The preamble to the Constitution of the Uniting Church is a landmark theological statement of identity and equity through its recognition of the dignity and value of Indigenous cultural traditions, and its challenging call for honesty about history.

What is the theological culture to which we should aspire as the Uniting Church?

Our theological culture should aspire to build up the Uniting Church on a basis of integrity and strong Biblical scholarship. Cultivating a shared vision that integrates tradition with modern scientific knowledge is a difficult but necessary objective. Theology should engage the broader society and the church in dialogue about ethical concerns, imagining what sort of world we want to encourage. The conventional theology of Christendom had an imperial context, with doctrines emphasising political stability and unity, with church subordinated to and allied to the state. By contrast, the emerging theology that we should aspire to is more messianic, bringing a liberatory vision of a transformed world in Christ.

What is distinctive about the theological culture of the Uniting Church?

The heritage of faith from the Methodist, Presbyterian and Congregational traditions creates a unique and distinct culture in the Uniting Church, recognising the importance of ecumenical and interfaith dialogue, open to modern scholarship, and importantly shaped by the encounter between British Christianity and Australia’s Indigenous people. The effort to understand and overcome the racist exclusion and suppression of Indigenous people in colonial culture has brought some humility and repentance into our theological culture, reflected in the strong support for the Indigenous Voice to Parliament.

What are the practices, institutions and texts which have been most significant in shaping the Uniting Church’s theological culture?

Reading the Bible in the context of worship and reflection is the single most significant factor. Attending weekly worship services with the powerful regular ritual practice of communion, singing hymns that express our theological commitments, listening to the preaching of the Word of God and participating in the broader life of the church all create community identity in the Uniting Church and provide the foundation of shared values and beliefs of theological culture.

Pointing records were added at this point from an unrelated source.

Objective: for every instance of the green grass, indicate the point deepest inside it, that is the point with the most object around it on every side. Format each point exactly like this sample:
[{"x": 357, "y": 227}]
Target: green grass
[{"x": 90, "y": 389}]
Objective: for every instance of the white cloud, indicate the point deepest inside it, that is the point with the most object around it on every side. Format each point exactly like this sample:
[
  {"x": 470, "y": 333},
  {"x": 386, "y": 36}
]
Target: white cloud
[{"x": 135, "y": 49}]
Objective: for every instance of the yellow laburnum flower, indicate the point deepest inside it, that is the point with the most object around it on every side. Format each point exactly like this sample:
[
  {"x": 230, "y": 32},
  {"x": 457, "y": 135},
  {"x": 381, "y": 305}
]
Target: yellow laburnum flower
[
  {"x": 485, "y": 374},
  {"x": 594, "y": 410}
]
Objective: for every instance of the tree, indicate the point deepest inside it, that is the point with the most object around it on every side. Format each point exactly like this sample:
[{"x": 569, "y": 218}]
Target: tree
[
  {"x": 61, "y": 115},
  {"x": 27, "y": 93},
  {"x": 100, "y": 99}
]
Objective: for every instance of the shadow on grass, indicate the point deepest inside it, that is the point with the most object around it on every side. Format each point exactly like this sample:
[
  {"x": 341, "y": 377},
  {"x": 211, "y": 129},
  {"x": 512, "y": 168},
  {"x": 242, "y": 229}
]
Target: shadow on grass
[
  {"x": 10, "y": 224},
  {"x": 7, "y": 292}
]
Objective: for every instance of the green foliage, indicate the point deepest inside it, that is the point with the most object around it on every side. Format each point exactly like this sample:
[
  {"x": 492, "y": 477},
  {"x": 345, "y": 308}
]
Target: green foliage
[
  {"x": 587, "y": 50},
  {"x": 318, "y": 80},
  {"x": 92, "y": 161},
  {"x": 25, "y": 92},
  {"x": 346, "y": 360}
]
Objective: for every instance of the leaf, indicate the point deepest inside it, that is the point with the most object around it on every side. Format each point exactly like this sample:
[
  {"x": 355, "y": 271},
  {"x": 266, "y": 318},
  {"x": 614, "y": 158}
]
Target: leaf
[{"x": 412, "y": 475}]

To what extent is there continuity and discontinuity within our Church of the traditions of those churches that came into Union?

Strong continuity exists in the recognition of the centrality of Jesus Christ as the guide for moral formation. An area of discontinuity is in the gradual shift from an imperial to a messianic vision of Christian identity. As theology has come to emphasise social change over personal salvation, and has increasingly read the Bible in allegorical rather than literal ways, Uniting Church perspectives have also moved from a validation of the wider society to a more critical perspective.

What are the practices, institutions and texts we will need into the future to resource, sustain and extend the theological culture to which we aspire?

Christianity has a vital central message for humanity about how our flawed and limited perspectives can connect to the eternal truths of God. A focus on the Gospel story can enable respectful listening and dialogue with other traditions, working together to find the shared truths needed for reconciliation.